The Weight of the Problem
Aircraft seating components, particularly in business and premium economy classes, are among the heaviest non-structural elements in a cabin. A single kilogram less per seat can save up to 15,000 kg of CO2 emissions over an aircraft's lifetime. Yet, current materials such as thermoplastics like ABS+PC blends are fossil-based, difficult to recycle, and far from sustainable. This research took on the ambitious goal of identifying lightweight, bio-based materials to replace these plastics without compromising on safety, durability, or passenger comfort.

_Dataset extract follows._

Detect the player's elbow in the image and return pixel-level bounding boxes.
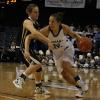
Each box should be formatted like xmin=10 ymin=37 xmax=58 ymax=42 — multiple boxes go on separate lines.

Image Courtesy: Chinmayi Narasimha
Engineering Sustainability Through Mycelium Composites
At the heart of this study lies mycelium, a dense network of fungal threads that can grow on organic substrates. Lightweight yet robust, mycelium offers exceptional mouldability and can be combined with other materials to form composites. By integrating pre-treated wood and natural textiles, the team developed a hybrid composite that meets aviation’s stringent functional requirements. Mycelium’s lightweight structure rivals traditional foams, while its renewable and biodegradable properties make it an excellent candidate for circular design. When paired with treated wood facings, it achieves impressive load-bearing capacities, offering a sustainable alternative without sacrificing performance.
The transformation of mycelium into a viable aerospace material required innovative treatments. Sodium silicate coatings enabled self-extinguishing properties, ensuring compliance with flammability standards. Moisture resistance was improved using biodegradable coatings derived from PLA, which reduced water absorption while preserving the material’s eco-friendly qualities. To enhance structural integrity, the composite design incorporated pre-treated wood facings and textile adhesives, creating a layered structure that combined lightweight properties with mechanical strength.
The study explored three configurations that showed significant promise. A mycelium core paired with pre-treated wood facings demonstrated a superior weight-to-strength ratio compared to many thermoplastics. Another configuration used flax fibre facings, which offered further weight savings while maintaining competitive mechanical properties. A third option combined mycelium with balsa wood, resulting in a low-density composite with excellent insulation and load-bearing capabilities.
Testing the Limits
To validate these designs, the team conducted extensive mechanical and environmental testing. Static load tests confirmed each composite’s ability to endure operational forces.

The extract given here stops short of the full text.